Author: Roald Dahl
Since receiving a Roald Dahl box set of books as a gift, my family & I have been enjoying reading these classic novels together, and I have enjoyed revisiting stories I read & loved so many years ago. Dahl wrote with such whimsy, combined with a darkness that’s always present, but with happy endings that make for fantastic fantasies. Charlie and the Chocolate Factory and Fantastic Mr. Fox are two we’ve read recently, and both are great stories made into good movies. Here’s another in James and the Giant Peach, a book with a sad element, an adventure unlike any other, and ultimately a pleasant finish that captures the imaginations of adults & children alike.

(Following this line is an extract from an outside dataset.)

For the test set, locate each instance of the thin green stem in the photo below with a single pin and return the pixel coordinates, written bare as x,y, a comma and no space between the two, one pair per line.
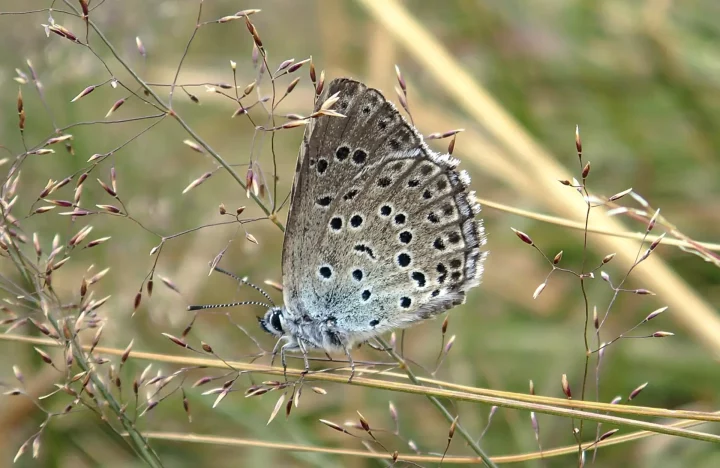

James is a lonely little boy, a lad whose parents died in a tragic accident, and who now lives with his terribly unpleasant aunts on a hill above a village. They treat him horribly, he never gets to play with anyone, and hasn’t left the hill is so very long. What he needs is a little magic to help him out, and that’s just what he gets. A strange man gives James mysterious crystals that, when spilled in the garden, create marvelous results. A peach from the garden’s peach tree grows to an enormous size, and when James ventures into a tunnel in its side, he discovers that creatures are living inside the peach pit. And what’s more, they are waiting on him to begin a journey, to leave the hill & to explore the world, all from within one giant peach.
What an incredibly entertaining story with more magic than you can imagine. It starts off with the colossal peach, and that’s strange enough, but the creatures inside add an extra element of fantasy that carried the book through to the end. And then there’s the journey itself, the strange things the group sees along the way, the trouble they get into & out of. It’s a great book, one that’s fun to read, excellent to imagine, and always exciting. And the happiness is offset by a bit of morbidity, what with the abusive aunts, the grumpy creatures, the chance of death while traversing the world in a giant fruit. It’s a well-rounded story (no pun intended) if ever there was one, making for a fun read, but with a base of literary talent to support the preposterous plot. Read James to your kids over the course of some evenings or to yourself in two or three sittings; you’ll have a great time either way.